Не успела Чаара отойти от пня – тут как тут на царскую трапезу с жадными голодными криками ринулись вороны.

«А нам когда?… А нам когда?» – послышалось Чааре в безумолчном гомоне стаи дроздов, неотступно следующих за ней, перелетая с ветки на ветку. Она беспомощно развела пустыми руками, но преследователи не унимались.

– Дедушка, дрозды тоже требуют подношения!

– Э, пустое, они кормятся разными семенами, на такую пищу они не зарятся.

– А почему пристают ко мне?

Дархан задребезжал надтреснутым веселым смешком:

– Милая, ты им, наверное, так понравилась, что они не могут с тобой расстаться.

– Да неужели? – Чаара повернулась к дереву, на котором примостились галдящие дрозды, и, взявшись кончиками пальцев за край платья, сделала глубокий реверанс. – В таком случае гран мерси, кавалеры!


Наконец-то!

Дархан разворошил прутиком костер и достал из золы готовую рыбу. Покрытая золотистой хрустящей корочкой, она издавала острый, пряно дразнящий аромат, какого Чаара не слышала никогда и даже представить не могла, – слюнки так и потекли, так и побежали. Самый мясистый и сочный ломоть хариуса дед положил перед внучкой.

– Ну, внученька, все это давай съешь – это ведь тебе гостинец от бабушки Джэнкир.

Сам Дархан, намазав кусок хлеба маслом и положив на него кусочек рыбы, направился к костру. Что-то неслышно бормоча под нос, обошел кострище кругом и бережно опустил дары в самый жар тлеющих малиновых углей.

Чааре и до этого доводилось много раз видеть, как старые и даже почти молодые, как ее мама, люди приносят дань духу огня. «А что это означает, мама?» – «Люди делают, ну и я поступаю так же». – «Зачем слепо копировать то, что велит старый обычай?» – «Ладно, не умничай! Это не нами заведено, не нам и рушить! И хватит болтать об этом!» Больше Чаара не спрашивала, и так чуть не дошло до ссоры.

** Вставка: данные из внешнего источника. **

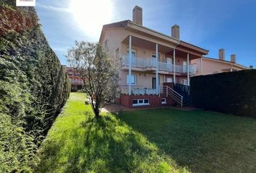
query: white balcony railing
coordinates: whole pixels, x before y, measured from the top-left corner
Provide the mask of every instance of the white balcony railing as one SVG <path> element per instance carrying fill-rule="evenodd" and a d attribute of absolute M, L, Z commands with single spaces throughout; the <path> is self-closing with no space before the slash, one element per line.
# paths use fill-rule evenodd
<path fill-rule="evenodd" d="M 128 94 L 128 86 L 121 87 L 121 93 L 123 94 Z M 145 94 L 156 94 L 155 89 L 142 88 L 137 86 L 132 87 L 132 94 L 135 95 L 145 95 Z"/>
<path fill-rule="evenodd" d="M 121 57 L 121 64 L 122 66 L 129 66 L 129 58 L 127 56 Z M 132 58 L 132 66 L 138 68 L 156 68 L 156 58 Z M 175 66 L 175 71 L 176 73 L 185 74 L 187 71 L 187 66 L 178 66 L 171 63 L 159 62 L 158 61 L 158 70 L 174 72 Z M 189 65 L 189 74 L 195 74 L 197 73 L 197 65 L 192 64 Z"/>

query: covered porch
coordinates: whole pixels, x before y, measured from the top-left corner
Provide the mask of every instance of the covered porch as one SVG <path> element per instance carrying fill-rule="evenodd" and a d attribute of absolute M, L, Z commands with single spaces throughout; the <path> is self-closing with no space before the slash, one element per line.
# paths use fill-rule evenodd
<path fill-rule="evenodd" d="M 186 76 L 186 84 L 189 85 L 189 76 L 197 72 L 196 64 L 192 65 L 191 60 L 202 56 L 184 49 L 180 46 L 178 40 L 167 43 L 160 39 L 153 40 L 139 35 L 130 35 L 121 44 L 124 45 L 123 50 L 120 50 L 121 69 L 128 71 L 128 87 L 123 91 L 129 95 L 132 93 L 160 94 L 158 76 L 163 74 L 171 74 L 174 83 L 177 82 L 177 76 Z M 135 88 L 132 81 L 132 71 L 135 71 L 155 74 L 158 86 L 154 89 L 145 86 Z"/>

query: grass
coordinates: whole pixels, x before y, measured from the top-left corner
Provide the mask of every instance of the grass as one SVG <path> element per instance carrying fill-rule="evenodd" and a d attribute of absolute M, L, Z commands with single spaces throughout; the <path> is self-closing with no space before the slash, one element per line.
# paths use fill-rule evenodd
<path fill-rule="evenodd" d="M 119 117 L 193 172 L 256 172 L 255 119 L 172 109 Z"/>
<path fill-rule="evenodd" d="M 189 172 L 114 115 L 93 118 L 84 100 L 82 94 L 71 93 L 35 172 Z"/>
<path fill-rule="evenodd" d="M 35 172 L 256 172 L 256 120 L 173 109 L 93 118 L 72 93 Z"/>

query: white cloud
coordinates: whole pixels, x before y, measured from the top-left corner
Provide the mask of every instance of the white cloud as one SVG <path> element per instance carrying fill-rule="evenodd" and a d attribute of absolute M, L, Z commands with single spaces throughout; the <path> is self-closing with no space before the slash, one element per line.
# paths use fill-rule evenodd
<path fill-rule="evenodd" d="M 53 6 L 43 5 L 40 4 L 37 4 L 36 6 L 57 12 L 71 12 L 69 8 L 56 7 Z"/>

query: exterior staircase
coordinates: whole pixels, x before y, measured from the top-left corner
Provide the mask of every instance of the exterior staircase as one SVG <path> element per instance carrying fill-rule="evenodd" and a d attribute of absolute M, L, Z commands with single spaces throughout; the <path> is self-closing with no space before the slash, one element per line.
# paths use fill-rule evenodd
<path fill-rule="evenodd" d="M 174 89 L 168 86 L 160 87 L 160 92 L 171 97 L 173 99 L 174 106 L 179 105 L 181 107 L 192 105 L 190 96 L 190 87 L 187 85 L 175 84 Z"/>

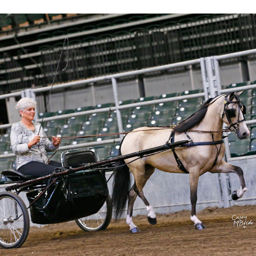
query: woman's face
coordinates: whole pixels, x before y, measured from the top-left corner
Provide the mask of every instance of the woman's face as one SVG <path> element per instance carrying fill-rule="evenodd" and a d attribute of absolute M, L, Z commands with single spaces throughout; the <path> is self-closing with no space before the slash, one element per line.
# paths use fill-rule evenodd
<path fill-rule="evenodd" d="M 32 106 L 28 106 L 23 111 L 20 110 L 22 118 L 30 122 L 33 120 L 34 118 L 34 108 Z"/>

А еще кто-то смешное рассказал про старую Пелагею, прошлым летом уехавшую к сыну в Якутск. Сын с семьей живет там в каменном доме с центральным отоплением и газом. Как водится, по случаю приезда драгоценной матушки затеяли семейное торжество. Пелагея, напрасно прождав, когда же сын или невестка приступят к исполнению древнего обычая, своей волей и разумом опрокинула рюмку водки над зажженной газовой плитой… Пожарных, правда, не вызывали – сами справились, а старушечка целую неделю икала, руки у нее, говорят, до сих пор ходуном ходят. Кажется, уже не так. Теперь «ученая» бабулька при неизбежных семейных празднествах – упорная женщина: фанатично блюдет заветы предков! – с виноватым видом опрокидывает рюмочку над батареей отопления, даже и холодной. Ритуал есть ритуал…

Вместо глаз у Чаары – чертики. Веселые, озорные.

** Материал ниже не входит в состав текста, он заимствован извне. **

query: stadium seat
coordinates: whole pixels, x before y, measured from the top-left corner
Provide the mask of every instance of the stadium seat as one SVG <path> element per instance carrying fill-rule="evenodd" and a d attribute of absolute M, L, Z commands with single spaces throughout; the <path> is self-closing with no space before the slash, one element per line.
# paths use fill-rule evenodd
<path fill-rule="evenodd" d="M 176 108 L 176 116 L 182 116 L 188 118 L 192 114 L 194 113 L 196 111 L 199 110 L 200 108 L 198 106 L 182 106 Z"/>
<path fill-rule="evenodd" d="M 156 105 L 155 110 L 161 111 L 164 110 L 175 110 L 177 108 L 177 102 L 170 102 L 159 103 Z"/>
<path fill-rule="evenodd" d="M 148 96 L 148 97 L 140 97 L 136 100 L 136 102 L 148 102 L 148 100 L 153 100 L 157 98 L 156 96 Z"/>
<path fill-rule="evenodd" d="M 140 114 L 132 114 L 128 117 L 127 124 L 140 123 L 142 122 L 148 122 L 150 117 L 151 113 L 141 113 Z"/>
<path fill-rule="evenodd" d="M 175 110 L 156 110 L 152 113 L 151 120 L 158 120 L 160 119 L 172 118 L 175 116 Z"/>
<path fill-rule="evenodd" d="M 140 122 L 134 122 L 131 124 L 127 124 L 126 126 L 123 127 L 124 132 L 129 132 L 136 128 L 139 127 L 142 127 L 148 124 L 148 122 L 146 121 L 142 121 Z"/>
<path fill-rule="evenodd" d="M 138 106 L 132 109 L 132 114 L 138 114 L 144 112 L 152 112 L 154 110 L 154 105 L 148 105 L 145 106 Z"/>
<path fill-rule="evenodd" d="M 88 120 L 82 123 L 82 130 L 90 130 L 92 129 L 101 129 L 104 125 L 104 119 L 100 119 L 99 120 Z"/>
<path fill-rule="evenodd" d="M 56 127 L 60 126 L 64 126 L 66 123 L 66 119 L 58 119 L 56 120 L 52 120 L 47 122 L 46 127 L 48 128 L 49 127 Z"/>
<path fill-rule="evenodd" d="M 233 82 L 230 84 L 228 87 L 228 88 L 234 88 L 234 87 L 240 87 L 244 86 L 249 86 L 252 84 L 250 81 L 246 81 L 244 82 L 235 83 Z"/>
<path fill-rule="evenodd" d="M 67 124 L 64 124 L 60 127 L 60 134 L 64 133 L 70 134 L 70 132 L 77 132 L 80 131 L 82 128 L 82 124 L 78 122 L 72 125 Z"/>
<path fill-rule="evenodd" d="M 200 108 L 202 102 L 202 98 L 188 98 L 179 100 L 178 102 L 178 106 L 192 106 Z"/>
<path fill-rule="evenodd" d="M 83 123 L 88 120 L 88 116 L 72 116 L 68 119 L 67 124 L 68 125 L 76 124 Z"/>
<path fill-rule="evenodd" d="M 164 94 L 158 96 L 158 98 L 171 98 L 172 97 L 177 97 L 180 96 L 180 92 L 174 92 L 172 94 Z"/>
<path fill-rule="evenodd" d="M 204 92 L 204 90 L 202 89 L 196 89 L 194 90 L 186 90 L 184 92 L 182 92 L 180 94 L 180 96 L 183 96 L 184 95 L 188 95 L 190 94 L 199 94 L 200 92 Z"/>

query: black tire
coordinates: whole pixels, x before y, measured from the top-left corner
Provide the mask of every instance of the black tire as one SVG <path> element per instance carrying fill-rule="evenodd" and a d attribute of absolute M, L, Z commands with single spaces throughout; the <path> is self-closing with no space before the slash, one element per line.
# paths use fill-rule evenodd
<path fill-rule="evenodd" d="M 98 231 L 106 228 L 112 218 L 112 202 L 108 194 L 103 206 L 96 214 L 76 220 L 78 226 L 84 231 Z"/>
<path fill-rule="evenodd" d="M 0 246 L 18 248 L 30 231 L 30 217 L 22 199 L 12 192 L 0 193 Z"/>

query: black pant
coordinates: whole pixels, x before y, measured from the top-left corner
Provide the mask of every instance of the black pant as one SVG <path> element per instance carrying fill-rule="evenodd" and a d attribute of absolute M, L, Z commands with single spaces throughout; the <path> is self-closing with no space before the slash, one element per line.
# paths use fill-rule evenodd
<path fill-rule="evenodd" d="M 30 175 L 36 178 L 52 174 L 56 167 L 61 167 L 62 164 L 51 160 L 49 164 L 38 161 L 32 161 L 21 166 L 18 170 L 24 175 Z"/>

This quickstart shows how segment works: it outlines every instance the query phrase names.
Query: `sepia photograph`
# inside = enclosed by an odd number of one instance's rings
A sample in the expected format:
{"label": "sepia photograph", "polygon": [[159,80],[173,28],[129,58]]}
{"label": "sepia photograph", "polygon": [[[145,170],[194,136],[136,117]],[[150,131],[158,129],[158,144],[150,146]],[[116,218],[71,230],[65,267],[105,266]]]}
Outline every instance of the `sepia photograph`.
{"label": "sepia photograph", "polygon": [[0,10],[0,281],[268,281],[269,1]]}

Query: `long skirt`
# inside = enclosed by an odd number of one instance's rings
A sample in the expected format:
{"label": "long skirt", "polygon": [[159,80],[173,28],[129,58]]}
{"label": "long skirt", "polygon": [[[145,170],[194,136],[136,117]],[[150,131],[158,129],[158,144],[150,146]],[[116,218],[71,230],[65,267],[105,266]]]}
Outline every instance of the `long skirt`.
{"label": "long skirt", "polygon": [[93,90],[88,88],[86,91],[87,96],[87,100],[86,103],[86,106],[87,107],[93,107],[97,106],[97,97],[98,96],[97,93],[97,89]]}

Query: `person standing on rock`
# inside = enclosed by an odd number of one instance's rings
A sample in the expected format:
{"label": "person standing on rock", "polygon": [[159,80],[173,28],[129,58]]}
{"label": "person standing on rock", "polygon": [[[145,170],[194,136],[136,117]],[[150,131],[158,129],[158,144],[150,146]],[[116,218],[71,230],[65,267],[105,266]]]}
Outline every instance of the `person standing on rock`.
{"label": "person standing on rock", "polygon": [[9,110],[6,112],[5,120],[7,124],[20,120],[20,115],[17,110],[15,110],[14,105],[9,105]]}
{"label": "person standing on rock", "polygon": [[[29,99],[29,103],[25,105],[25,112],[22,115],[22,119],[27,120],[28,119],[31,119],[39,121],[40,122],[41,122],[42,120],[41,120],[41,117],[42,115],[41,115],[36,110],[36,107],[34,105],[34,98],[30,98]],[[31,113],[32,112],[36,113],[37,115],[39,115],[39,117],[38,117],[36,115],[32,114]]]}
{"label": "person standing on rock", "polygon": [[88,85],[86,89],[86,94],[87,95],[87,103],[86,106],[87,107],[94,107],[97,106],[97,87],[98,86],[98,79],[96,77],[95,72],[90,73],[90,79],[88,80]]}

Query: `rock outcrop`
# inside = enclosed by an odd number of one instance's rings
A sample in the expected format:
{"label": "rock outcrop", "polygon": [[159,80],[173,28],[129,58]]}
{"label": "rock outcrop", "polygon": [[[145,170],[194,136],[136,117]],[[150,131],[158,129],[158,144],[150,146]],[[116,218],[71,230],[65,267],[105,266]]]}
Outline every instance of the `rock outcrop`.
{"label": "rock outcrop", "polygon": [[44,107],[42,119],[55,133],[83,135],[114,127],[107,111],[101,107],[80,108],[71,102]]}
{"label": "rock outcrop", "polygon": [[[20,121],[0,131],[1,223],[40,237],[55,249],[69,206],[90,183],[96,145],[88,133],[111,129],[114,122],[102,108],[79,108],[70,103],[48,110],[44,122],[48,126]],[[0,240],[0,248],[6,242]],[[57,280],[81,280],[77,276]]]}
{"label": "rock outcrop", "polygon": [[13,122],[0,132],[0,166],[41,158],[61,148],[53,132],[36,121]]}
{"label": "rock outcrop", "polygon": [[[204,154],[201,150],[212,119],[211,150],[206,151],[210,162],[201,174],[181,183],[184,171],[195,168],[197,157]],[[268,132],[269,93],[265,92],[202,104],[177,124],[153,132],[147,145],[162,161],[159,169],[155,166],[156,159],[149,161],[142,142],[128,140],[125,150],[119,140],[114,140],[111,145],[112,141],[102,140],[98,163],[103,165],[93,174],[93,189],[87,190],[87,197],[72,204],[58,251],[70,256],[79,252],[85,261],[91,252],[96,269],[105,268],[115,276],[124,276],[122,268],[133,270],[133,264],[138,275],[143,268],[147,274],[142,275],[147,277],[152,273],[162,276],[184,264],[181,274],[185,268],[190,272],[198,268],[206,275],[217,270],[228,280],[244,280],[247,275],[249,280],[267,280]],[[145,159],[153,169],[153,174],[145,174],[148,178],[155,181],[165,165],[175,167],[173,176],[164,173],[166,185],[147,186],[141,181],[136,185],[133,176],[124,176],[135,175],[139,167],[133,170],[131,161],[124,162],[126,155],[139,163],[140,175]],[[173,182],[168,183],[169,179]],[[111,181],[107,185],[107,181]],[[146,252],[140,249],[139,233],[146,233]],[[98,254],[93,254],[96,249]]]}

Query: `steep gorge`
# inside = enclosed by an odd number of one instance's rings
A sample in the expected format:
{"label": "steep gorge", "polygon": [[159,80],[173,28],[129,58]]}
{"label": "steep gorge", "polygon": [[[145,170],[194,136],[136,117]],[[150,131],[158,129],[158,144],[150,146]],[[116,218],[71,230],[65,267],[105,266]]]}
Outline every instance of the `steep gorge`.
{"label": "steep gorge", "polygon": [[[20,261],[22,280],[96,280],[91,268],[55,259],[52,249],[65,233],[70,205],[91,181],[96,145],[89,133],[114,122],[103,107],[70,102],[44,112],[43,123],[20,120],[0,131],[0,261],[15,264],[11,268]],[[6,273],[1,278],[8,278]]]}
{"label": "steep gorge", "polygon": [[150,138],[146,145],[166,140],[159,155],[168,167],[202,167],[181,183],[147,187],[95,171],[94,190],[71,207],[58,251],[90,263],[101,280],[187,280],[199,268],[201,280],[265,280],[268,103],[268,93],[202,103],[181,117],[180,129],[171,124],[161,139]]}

– Дедушка, что ты сказал над костром?

– Э, да так, по привычке…

– Дедуля, ну скажи… Может, я тоже…

– Это стародавний обычай… Вы, молоденькие, называете их дремучими пережитками. Так, кажется, а? – с хитроватым прищуром глянул на внучку.

– Слова эти, получается, плохие?

– С чего взяла, что «плохие»?

– Значит, хорошие?

Дархан посидел молча, пристально уставившись в пламя костра.

– Известно, хорошие.

– Почему тогда скрываешь?

– А я разве скрываю?

– Ведь не говоришь же.

– Ну и настырная ты, право… Я, примерно, сказал вот что: «Имеющий постель из горящих угольев, подушку – из мягкой золы, одеялом же – бегучее пламя, Дух, хозяин жаркого костра моего, сивая борода, седая голова, Хатан Тэмерия, священно-почитаемый господин дедушка, и впредь не обдели нас своей милостью и щедростью…»

– Дедушка, а твой Хатан Тэмерия действительно существует?

– Голубушка, ты, наверное, думаешь, что я, мол, трухлявый пень, выжил из ума? А я еще далеко до твоего появления на свет хорошо понял, что ни бога, ни дьявола нету.